SPUC is committed to upholding and protecting the human rights of mothers and their unborn children. The best available evidence supports the idea that an approach which protects unborn children is consistent with improving health care for pregnant women and therefore compatible with improving maternal health and reducing maternal mortality. On the contrary increasing abortion provision increases the risks to women.

 

[1] National Center for Health Statistics (NCHS): Maternal Abortion Deaths, 1940 - 1971

[2] US Centers for Disease Control and Prevention

[3] Maternal Mortality Global Fact Book

[4] Ibid.

[5] World Bank World Development Report 2006

[6] Central Statistics Office, Report on Vital Statistics 2005, Ireland. http://www.cso.ie/releasespublications/documents/vitalstats/2005/annualreport_2005.pdf

[7] United Nations, Abortion Policies: A Global Review (New York: United Nations, 2002), Sales No. E.01.XIII.18, 56-58.

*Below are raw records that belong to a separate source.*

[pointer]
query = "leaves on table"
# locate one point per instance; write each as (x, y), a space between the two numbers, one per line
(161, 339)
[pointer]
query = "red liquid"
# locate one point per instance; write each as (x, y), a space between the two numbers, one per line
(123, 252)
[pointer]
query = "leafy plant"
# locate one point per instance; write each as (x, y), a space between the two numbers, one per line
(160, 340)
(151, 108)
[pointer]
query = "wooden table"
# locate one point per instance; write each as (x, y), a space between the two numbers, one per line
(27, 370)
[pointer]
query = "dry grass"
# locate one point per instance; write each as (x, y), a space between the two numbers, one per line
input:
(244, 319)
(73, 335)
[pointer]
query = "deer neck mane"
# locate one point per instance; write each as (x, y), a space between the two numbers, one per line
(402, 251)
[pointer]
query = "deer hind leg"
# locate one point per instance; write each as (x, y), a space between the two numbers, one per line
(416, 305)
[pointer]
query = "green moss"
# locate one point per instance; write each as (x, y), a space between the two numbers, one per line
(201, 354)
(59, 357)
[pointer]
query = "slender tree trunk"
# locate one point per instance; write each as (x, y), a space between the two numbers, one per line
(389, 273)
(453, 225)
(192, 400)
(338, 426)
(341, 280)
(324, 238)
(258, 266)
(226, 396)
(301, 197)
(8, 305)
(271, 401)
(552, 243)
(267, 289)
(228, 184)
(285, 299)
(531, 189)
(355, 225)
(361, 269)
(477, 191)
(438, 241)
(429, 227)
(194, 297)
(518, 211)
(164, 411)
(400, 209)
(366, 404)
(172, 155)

[8] United Nations, Abortion Policies: A Global Review (New York: United Nations, 2002), Sales No. E.02.XIII.5, 29-31.

[9] Wm. Robert Johnston, "Data on abortion decrease in Poland," Johnston's Archive, 26 May 2008, http://www.johnstonsarchive.net/policy/abortion/polandlaw.html (22 April 2009).

[10] Wm. Robert Johnston, "Historical abortion statistics, South Africa," Johnston's Archive, 26 October 2008, http://www.johnstonsarchive.net/policy/abortion/ab-southafrica.html (22 April 2009).

[11] Centers for Disease Control and Prevention, "Abortion Surveillance--United States, 2005," Morbidity and Mortality Weekly Report 57, no. SS-13 (28 November 2008).